Per la storiografia ogni fatto e dettaglio possono essere degni di indagine e conservazione storica, ma questo non è il campo della memoria (non quello dell'oblio). La storiografia non può fungere da sostituto della memoria collettiva, ma, mentre l'imperativo morale storico rimane intatto, per Yerushalmi la società contemporanea sembra affetta da un declino della memoria collettiva e da una minore consapevolezza del proprio passato, forse per le stesse caratteristiche evidenziate da Connerton nelle forme di temporalità e oblio della contemporaneità.
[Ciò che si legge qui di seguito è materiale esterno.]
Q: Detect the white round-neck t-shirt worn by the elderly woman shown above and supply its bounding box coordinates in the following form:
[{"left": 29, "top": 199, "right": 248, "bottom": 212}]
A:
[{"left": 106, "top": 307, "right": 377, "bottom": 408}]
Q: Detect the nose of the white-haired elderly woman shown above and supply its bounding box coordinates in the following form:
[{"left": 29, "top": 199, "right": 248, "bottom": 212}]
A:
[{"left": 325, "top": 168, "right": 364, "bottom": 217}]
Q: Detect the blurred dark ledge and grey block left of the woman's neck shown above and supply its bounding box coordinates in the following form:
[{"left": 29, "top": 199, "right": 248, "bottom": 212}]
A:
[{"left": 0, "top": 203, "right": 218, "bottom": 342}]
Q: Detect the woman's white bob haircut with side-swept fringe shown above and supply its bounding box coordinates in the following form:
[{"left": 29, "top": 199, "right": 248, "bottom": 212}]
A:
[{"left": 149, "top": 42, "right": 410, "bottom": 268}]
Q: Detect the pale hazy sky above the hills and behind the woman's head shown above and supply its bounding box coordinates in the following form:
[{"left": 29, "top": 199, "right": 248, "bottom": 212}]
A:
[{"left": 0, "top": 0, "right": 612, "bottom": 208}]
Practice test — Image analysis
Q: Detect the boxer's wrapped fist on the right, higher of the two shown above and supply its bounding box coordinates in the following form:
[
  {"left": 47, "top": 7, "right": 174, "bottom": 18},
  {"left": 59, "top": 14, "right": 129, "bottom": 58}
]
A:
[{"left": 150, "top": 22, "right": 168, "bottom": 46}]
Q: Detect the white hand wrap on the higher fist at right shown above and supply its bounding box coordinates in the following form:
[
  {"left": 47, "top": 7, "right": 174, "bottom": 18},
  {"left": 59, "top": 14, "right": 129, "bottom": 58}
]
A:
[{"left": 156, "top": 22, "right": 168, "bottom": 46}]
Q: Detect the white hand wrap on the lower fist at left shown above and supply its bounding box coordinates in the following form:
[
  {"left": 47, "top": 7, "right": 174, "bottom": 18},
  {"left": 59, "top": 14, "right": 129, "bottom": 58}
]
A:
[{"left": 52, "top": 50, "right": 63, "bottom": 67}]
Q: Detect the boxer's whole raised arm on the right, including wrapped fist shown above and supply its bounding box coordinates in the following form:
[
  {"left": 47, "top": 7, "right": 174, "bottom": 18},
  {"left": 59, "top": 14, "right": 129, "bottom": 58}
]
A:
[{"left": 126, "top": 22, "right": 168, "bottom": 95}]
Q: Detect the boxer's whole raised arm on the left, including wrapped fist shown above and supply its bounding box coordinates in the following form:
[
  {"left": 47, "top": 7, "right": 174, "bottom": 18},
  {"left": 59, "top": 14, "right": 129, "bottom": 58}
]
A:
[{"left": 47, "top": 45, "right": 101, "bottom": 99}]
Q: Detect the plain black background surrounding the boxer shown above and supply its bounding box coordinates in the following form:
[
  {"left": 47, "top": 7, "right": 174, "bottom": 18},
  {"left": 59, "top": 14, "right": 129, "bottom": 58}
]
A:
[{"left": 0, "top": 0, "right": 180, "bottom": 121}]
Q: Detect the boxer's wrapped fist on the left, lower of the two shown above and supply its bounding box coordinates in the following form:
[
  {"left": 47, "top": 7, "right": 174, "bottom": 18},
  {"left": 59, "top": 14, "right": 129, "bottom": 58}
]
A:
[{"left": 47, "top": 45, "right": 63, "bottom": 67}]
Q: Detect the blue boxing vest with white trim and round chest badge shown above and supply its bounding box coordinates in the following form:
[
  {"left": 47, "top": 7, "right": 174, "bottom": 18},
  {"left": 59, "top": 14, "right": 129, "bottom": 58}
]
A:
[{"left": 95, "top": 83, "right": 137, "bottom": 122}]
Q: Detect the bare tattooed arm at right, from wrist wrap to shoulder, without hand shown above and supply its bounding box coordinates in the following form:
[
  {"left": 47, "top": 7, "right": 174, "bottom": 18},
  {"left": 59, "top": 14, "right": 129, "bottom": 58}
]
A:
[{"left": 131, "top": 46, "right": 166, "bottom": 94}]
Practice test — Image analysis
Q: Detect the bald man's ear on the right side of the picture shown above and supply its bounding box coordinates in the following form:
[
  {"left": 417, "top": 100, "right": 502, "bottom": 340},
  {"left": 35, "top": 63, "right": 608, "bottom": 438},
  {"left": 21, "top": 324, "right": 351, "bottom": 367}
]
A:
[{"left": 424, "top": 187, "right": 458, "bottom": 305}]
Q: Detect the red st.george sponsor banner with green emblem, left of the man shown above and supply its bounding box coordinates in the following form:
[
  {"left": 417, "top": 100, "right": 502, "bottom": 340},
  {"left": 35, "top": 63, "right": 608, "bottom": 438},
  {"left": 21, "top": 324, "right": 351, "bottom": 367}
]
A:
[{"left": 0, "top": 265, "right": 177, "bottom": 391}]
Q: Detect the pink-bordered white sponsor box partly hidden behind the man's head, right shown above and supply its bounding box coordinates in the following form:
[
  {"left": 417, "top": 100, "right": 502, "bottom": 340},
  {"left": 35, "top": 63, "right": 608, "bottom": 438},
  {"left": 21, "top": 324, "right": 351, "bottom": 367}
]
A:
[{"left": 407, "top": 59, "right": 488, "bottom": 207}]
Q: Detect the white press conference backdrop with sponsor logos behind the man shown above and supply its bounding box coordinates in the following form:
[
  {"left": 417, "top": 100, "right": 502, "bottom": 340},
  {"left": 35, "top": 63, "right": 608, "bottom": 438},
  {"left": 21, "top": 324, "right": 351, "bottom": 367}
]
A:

Yerushalmi sposta la questione dell'oblio su un piano di cui ci occuperemo nella prossima parte parlando di negazionismo e revisionismo. Tra gli usi dell'oblio egli vede anche il rischio di una distorsione delle testimonianze storiche di una memoria collettiva così condivisa come l'Olocausto, a favore di un passato mitico basato sulla revisione dei documenti e la messa in discussione dell'evidenza storica. Partito dalle affermazioni di Nietzsche sulla necessità di dimenticare, Yerushalmi conclude che, di fronte all'uso dell'oblio al servizio del silente revisionismo storico, meglio decidere di ricordare troppo e che niente venga perduto, per offrire un quadro completo di tutte le interpretazioni possibili.

Chissà se tale scelta sia realmente possibile nello sviluppo storico e culturale della società occidentale.